New legislation providing a patch to Medicare physician payments also includes a one-year delay of scheduled Medicaid cuts to hospitals serving low-income patients. That’s especially good news for hospitals in states that haven't expanded Medicaid.
Just for starters – the broad purpose of the "doc fix" legislation is to avoid a sharp drop-off in Medicare payments scheduled for March 31. Provisions of the House bill could still change, but this bill was the product of House and Senate negotiations. Speaker John Boehner said the House will vote on it tomorrow and that the Senate will take it up quickly after that.
Within this doc fix is a new delay to Medicaid cuts ordered by Obamacare. These are specifically cuts to Disproportionate Share Hospital payments, which go to hospitals with the highest levels of uncompensated care.

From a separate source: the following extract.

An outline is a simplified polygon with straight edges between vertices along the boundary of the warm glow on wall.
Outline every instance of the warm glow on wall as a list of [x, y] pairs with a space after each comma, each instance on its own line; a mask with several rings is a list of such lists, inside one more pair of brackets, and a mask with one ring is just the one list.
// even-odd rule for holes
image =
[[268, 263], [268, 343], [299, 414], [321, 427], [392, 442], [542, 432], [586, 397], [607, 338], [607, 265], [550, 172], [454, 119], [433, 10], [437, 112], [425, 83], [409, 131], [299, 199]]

Medicaid DSH funding, which was $11.3 billion in 2011, was intentionally ratcheted down under the Affordable Care Act because the law was eventually supposed to expand coverage to about 30 million people. That means less uncompensated care for hospitals, so less funding would be necessary.

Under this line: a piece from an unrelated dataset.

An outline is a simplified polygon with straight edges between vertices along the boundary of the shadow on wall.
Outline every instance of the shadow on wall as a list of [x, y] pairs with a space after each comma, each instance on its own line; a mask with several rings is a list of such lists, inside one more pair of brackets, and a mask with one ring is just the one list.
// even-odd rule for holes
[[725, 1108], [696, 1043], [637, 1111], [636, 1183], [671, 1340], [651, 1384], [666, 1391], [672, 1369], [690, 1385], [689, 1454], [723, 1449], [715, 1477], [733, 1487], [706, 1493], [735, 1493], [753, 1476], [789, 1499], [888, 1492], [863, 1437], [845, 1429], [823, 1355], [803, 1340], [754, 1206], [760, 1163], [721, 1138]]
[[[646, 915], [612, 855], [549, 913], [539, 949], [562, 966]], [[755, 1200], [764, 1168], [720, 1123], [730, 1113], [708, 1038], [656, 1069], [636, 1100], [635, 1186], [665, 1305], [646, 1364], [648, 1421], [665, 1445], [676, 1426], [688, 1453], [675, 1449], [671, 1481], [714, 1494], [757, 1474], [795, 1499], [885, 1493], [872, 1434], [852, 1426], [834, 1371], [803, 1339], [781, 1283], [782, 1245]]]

The annual cuts were supposed to start at $500 million in fiscal year 2014 before reaching $4 billion in the 2022. Then the 2012 Supreme Court decision happened, making the Medicaid expansion voluntary. There’ll be a greater uninsured population than the law’s drafters originally imagined because just 26 states and Washington, D.C., have joined the program so far.
For hospitals in states that haven’t expanded Medicaid, the impact of DSH cuts would be worse. They wouldn’t benefit from the federal funding for the expansion, while they’d be getting less money to care for their uninsured population.

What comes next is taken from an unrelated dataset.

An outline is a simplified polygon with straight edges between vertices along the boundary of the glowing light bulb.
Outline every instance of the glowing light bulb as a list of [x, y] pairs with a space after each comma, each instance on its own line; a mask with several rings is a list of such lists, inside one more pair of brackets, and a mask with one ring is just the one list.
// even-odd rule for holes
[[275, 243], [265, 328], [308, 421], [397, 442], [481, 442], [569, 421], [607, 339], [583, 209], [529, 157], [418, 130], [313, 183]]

The 2014 budget deal signed by President Barack Obama pushed back the DSH cuts until the start of the 2016 fiscal year and instead doubled the amount of reductions the hospitals would face in the first year – about $1.2 billion. This latest legislation delays the start of the cuts to FY 2017 and tacks on a year at the end.
An important caveat: The Medicaid expansion would still give the hospitals much more funding than the Medicaid DSH program does. But this delay would soften the blow a bit for hospitals in non-expansion states.
America's Essential Hospitals, which represents safety net providers, said the additional delay would be good for all of its members.
“We know that coverage expansion is going to take some time to ramp up, even in states that are expansion states,” said Beth Feldpush, vice president of policy and advocacy.